Whoa, where do you live? It's 42" absolute minimum by code where I live, because otherwise they freeze. 60" is preferred (and sometimes required) in rural areas so that farm equipment doesn't interfere with water lines, and because rural water lines are expensive to maintain.

42" isn't deep. You can do that with a trencher, doesn't even require a backhoe.

And even a modest sub division is going to require a main of several inches that is generally composed of sectional PVC or welded HDPE.

Yes actual subdivisions require more extensive water infrastructure, mostly for the fire department.
posted by The_Vegetables at 9:23 AM on January 18, 2022


For the hamlet I grew up in, the water supply line from the town's treatment plant had to cross two creeks in a steep-walled valley about a kilometer across and 50 meters deep. Every once in a long while some section of valley wall will give way. So I think all of that added some expense to the project.
posted by clawsoon at 10:36 AM on January 18, 2022


...oh, and it's in an area that gets down to -40 every year, so I'm not sure how feasible going over the creeks instead of under would be.
posted by clawsoon at 10:41 AM on January 18, 2022


I read a bunch of Peoria's planning documents from the '30s through the '50s, basically the period of transition from street car neighborhoods to car ownership neighborhoods. One thing that struck me was the planners' belief that road paving materials would keep improving and getting cheaper, and require much less work to maintain.

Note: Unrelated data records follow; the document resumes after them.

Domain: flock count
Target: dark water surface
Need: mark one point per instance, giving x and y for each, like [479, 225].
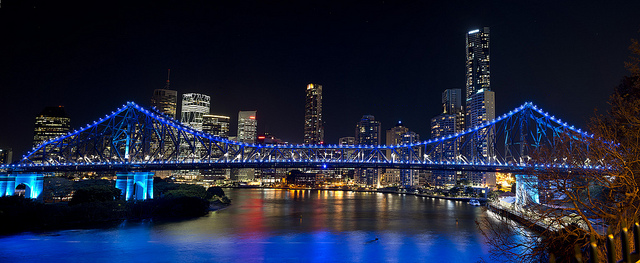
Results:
[266, 225]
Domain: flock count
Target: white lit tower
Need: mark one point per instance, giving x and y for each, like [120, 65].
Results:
[479, 101]
[247, 126]
[313, 127]
[450, 122]
[368, 133]
[194, 107]
[165, 100]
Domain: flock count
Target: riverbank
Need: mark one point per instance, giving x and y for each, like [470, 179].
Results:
[517, 217]
[19, 214]
[463, 199]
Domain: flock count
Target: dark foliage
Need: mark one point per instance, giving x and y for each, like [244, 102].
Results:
[215, 191]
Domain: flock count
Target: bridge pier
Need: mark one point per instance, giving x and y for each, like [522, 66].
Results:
[135, 185]
[34, 184]
[527, 190]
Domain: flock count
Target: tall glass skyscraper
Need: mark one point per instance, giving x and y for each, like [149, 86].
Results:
[247, 126]
[368, 133]
[217, 125]
[165, 100]
[50, 123]
[479, 102]
[194, 107]
[313, 126]
[478, 61]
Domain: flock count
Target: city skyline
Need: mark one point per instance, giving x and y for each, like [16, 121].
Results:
[413, 69]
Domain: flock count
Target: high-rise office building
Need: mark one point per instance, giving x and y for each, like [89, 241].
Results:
[247, 133]
[478, 61]
[247, 126]
[194, 107]
[6, 155]
[217, 125]
[452, 101]
[368, 133]
[347, 141]
[409, 177]
[165, 100]
[50, 123]
[479, 102]
[398, 135]
[313, 126]
[450, 122]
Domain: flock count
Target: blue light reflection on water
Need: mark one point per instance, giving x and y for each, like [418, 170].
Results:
[277, 226]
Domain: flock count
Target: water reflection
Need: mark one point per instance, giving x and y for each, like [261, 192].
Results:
[279, 225]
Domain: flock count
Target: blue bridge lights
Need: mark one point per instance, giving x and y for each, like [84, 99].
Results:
[136, 139]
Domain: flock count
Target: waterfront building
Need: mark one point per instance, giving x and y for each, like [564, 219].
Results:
[398, 135]
[347, 141]
[409, 177]
[452, 101]
[478, 61]
[368, 133]
[479, 101]
[313, 125]
[50, 123]
[247, 126]
[394, 137]
[217, 125]
[165, 100]
[194, 107]
[450, 122]
[6, 155]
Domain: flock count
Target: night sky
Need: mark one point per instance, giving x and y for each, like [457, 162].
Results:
[391, 59]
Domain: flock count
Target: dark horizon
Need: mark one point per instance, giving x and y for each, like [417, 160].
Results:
[390, 60]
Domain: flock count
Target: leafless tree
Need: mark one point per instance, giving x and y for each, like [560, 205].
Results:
[580, 204]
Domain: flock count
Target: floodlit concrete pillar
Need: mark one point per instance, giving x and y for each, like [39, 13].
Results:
[527, 190]
[34, 184]
[135, 185]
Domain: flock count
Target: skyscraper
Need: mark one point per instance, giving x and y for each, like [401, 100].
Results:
[347, 141]
[6, 155]
[400, 134]
[50, 123]
[478, 61]
[368, 133]
[313, 126]
[217, 125]
[479, 102]
[165, 100]
[194, 107]
[452, 101]
[247, 126]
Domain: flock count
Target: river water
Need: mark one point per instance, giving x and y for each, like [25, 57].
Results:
[268, 225]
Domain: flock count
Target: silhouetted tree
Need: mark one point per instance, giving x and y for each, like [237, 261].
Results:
[581, 202]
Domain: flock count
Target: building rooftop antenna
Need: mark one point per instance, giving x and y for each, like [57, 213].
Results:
[168, 75]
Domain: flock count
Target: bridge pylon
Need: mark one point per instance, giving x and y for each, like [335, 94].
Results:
[135, 185]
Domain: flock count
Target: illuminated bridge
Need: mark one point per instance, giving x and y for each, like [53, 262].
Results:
[133, 141]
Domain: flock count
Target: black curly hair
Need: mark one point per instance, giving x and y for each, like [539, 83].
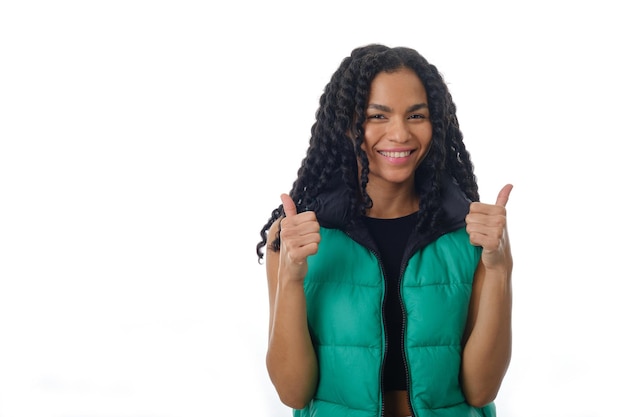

Say what you want about the proximity of Illinois, but I think that just as one factor, even in the 40s, plate tectonics wasn't yet accepted science!
posted by rhizome at 12:21 PM on January 18, 2022


actual planned down grading of things like roads in places where usage hasn't declined but the ability to pay for maintenance has. You mostly see it in states like Michigan but it happens even in California and Texas.

Last time I drove on highway 101 in California, parts of it were just one lane. Not one lane each way, one lane total. I had seen this before but as a temporary thing with pilot cars and orange temporary signs while the road was being worked on, but this looked like a permanent arrangement with traffic lights and road markings.

I think the issue is that it had become just to expensive to repair the road back to two lanes on the hillside. These are areas where heavy rains periodically make bits of the road fall off down a cliff or into the ocean.

I don't think I'd feel entirely comfortable driving on these roads in a rainstorm.
posted by yohko at 11:52 AM on January 20, 2022


There are parts of Tyrol in Austria where that is simply the norm. One lane of blacktop with a swatch of gravel on either side. When you see oncoming traffic you slow to a crawl and move halfway off the road.